Woher kamen "Furcht" und "Schrecken"?
Phobos und Deimos (zu Deutsch: Furcht und Schrecken) begleiten als Monde den Planeten Mars. In der griechischen Mythologie sind sie die Begleiter des Kriegsgottes Ares, der in der römischen Antike seine Entsprechung im Kriegsgott Mars hat. Entdeckt wurden Phobos und Deimos im Jahr 1877 vom amerikanischen Astronomen Asaph Hall. Aufgrund ihrer geringen Größe (Phobos 27 Kilometer im größten Durchmesser, Deimos 15 Kilometer) sind beide Monde unregelmäßig geformt und erinnern mit ihrer Gestalt eher an Asteroiden. So besagt eine Theorie, dass der Mars die beiden, womöglich im Asteroidengürtel entstandenen Körper in der Vergangenheit „einfing“. Allerdings sind damit die sehr engen und fast kreisrunden Bahnen beider Monde in der Äquatorebene des Planeten nur schwer zu erklären. Diese wären besser nachvollziehbar, wenn Phobos und Deimos Überbleibsel eines riesigen Meteoriteneinschlags auf dem Mars wären.

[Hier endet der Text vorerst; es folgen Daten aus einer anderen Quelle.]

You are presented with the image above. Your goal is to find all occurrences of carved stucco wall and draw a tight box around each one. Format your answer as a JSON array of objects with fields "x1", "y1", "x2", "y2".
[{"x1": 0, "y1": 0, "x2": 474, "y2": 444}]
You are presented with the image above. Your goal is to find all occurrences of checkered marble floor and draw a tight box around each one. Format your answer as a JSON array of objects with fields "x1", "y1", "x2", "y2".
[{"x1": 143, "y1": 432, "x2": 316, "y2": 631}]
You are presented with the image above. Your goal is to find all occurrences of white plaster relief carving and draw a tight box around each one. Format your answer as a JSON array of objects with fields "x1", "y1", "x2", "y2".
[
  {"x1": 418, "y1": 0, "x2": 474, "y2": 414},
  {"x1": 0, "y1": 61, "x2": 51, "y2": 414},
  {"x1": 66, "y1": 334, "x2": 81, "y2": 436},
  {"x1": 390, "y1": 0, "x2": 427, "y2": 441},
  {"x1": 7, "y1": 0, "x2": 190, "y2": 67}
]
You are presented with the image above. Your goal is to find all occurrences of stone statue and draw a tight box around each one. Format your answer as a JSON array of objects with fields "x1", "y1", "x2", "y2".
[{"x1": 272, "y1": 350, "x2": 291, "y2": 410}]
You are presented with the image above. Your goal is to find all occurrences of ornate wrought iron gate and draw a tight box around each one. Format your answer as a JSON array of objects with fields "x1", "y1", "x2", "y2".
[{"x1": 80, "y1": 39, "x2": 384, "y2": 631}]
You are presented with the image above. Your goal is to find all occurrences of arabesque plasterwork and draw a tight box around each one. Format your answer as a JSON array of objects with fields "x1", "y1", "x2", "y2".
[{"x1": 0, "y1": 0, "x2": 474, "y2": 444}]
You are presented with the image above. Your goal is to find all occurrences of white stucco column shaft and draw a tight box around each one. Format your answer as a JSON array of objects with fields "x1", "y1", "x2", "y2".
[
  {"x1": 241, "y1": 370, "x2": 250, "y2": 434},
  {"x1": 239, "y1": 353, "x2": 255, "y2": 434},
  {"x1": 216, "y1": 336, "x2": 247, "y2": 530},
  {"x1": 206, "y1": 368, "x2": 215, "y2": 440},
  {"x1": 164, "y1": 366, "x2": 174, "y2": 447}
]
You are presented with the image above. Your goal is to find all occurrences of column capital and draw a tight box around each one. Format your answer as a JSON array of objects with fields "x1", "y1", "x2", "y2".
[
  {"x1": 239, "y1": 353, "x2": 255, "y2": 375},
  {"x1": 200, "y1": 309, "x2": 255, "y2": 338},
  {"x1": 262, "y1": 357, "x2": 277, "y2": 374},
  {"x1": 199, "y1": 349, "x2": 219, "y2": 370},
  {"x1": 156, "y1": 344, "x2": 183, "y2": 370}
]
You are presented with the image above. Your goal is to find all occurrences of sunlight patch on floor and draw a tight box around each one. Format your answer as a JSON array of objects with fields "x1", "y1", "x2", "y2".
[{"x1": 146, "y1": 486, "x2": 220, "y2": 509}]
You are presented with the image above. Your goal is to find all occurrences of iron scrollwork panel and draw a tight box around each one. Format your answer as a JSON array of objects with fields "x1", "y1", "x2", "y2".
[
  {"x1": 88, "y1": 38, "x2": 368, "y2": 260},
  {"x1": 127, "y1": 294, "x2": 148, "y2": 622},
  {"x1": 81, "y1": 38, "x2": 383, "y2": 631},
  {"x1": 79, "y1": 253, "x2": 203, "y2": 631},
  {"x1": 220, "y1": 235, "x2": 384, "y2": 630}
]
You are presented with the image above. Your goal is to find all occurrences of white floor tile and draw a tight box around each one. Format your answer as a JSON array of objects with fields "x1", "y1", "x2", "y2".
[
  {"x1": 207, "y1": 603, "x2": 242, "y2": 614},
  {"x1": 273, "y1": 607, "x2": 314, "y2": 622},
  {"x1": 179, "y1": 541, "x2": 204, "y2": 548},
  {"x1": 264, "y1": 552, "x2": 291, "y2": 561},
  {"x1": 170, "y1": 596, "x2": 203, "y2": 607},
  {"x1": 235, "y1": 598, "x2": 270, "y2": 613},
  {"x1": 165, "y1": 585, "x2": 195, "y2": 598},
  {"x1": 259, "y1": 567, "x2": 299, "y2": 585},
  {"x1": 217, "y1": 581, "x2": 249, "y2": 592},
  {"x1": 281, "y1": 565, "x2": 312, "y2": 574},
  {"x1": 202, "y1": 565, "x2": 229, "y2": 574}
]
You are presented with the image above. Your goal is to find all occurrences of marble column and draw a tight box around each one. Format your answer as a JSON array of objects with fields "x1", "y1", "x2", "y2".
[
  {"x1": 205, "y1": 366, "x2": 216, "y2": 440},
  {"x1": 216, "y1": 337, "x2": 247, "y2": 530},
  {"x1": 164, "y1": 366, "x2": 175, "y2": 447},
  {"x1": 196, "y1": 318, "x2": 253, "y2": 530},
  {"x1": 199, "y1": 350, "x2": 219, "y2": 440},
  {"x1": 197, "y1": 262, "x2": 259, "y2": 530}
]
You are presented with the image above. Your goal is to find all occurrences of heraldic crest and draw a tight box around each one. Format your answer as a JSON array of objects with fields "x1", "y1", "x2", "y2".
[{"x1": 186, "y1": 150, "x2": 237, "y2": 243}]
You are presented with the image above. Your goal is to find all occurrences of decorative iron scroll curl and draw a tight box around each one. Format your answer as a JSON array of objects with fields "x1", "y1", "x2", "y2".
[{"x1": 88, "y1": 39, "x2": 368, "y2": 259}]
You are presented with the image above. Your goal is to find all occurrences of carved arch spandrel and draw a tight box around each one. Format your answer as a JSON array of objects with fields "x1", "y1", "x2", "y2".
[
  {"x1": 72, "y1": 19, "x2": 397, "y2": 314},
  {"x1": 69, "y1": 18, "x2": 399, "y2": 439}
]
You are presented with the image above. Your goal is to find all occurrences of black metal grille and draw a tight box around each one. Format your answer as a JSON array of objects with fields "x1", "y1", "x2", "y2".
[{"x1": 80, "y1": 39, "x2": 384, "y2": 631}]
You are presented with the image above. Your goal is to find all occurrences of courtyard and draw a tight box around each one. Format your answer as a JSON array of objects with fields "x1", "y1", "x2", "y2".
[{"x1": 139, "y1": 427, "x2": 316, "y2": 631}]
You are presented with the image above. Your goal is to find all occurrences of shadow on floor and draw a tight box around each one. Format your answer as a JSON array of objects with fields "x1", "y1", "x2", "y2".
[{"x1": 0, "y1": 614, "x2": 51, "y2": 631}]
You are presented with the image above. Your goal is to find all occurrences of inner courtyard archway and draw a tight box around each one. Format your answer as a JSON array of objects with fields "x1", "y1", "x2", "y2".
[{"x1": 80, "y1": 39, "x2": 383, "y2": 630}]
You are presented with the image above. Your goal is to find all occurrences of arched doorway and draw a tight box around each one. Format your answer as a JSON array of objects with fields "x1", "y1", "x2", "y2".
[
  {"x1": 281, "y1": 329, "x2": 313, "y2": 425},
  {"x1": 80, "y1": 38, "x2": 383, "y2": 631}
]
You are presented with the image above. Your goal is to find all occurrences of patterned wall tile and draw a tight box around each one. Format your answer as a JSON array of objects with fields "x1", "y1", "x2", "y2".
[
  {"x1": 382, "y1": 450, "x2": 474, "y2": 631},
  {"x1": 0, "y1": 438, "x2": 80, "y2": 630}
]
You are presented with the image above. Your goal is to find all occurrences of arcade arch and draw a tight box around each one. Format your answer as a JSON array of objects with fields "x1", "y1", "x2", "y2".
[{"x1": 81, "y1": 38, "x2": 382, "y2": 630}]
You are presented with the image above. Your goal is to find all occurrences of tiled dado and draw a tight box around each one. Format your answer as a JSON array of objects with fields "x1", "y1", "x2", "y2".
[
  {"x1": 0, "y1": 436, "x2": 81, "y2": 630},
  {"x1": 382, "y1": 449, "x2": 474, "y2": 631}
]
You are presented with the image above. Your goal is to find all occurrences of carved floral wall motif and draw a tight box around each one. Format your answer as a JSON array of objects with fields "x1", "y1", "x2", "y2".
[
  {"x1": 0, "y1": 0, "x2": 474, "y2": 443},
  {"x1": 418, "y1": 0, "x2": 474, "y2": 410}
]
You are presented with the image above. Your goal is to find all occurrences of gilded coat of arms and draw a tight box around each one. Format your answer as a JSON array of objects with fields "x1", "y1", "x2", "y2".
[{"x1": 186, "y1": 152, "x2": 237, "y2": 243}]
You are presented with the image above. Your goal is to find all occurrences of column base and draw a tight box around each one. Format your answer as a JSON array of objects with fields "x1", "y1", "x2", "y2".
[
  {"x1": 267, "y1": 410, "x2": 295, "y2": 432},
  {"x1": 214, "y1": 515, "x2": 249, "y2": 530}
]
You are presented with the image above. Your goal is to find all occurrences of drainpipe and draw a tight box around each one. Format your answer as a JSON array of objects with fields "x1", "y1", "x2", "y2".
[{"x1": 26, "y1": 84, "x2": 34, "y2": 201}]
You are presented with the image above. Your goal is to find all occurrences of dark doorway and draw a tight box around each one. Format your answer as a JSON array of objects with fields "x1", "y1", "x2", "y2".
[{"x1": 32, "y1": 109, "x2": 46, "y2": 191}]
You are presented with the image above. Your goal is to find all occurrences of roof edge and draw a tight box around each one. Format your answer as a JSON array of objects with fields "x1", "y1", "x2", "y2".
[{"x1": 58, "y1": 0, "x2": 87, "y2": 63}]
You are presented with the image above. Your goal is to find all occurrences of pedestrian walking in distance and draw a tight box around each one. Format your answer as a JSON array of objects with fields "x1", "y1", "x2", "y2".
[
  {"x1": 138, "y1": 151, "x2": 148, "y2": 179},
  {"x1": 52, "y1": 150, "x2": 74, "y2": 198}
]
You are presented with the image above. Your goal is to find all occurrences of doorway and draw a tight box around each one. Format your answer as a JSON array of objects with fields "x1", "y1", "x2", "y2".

MMX soll das schon lang diskutierte Rätsel der Planetenforschung lösen. Die Entstehung des Marssystems ist zudem ein Schlüssel, um die Prozesse der Planetenbildung im Sonnensystem insgesamt besser zu verstehen. In jedem Fall dürften Spuren von Gesteinen des Mars auf der Oberfläche von Phobos zu finden sein, die als Auswurfsmaterial späterer Asteroideneinschläge auf Phobos landeten. Damit könnte dann mit den Proben von Phobos auch Material vom Mars in der Rückkehrkapsel zur Erde und damit in irdische Labore gelangen.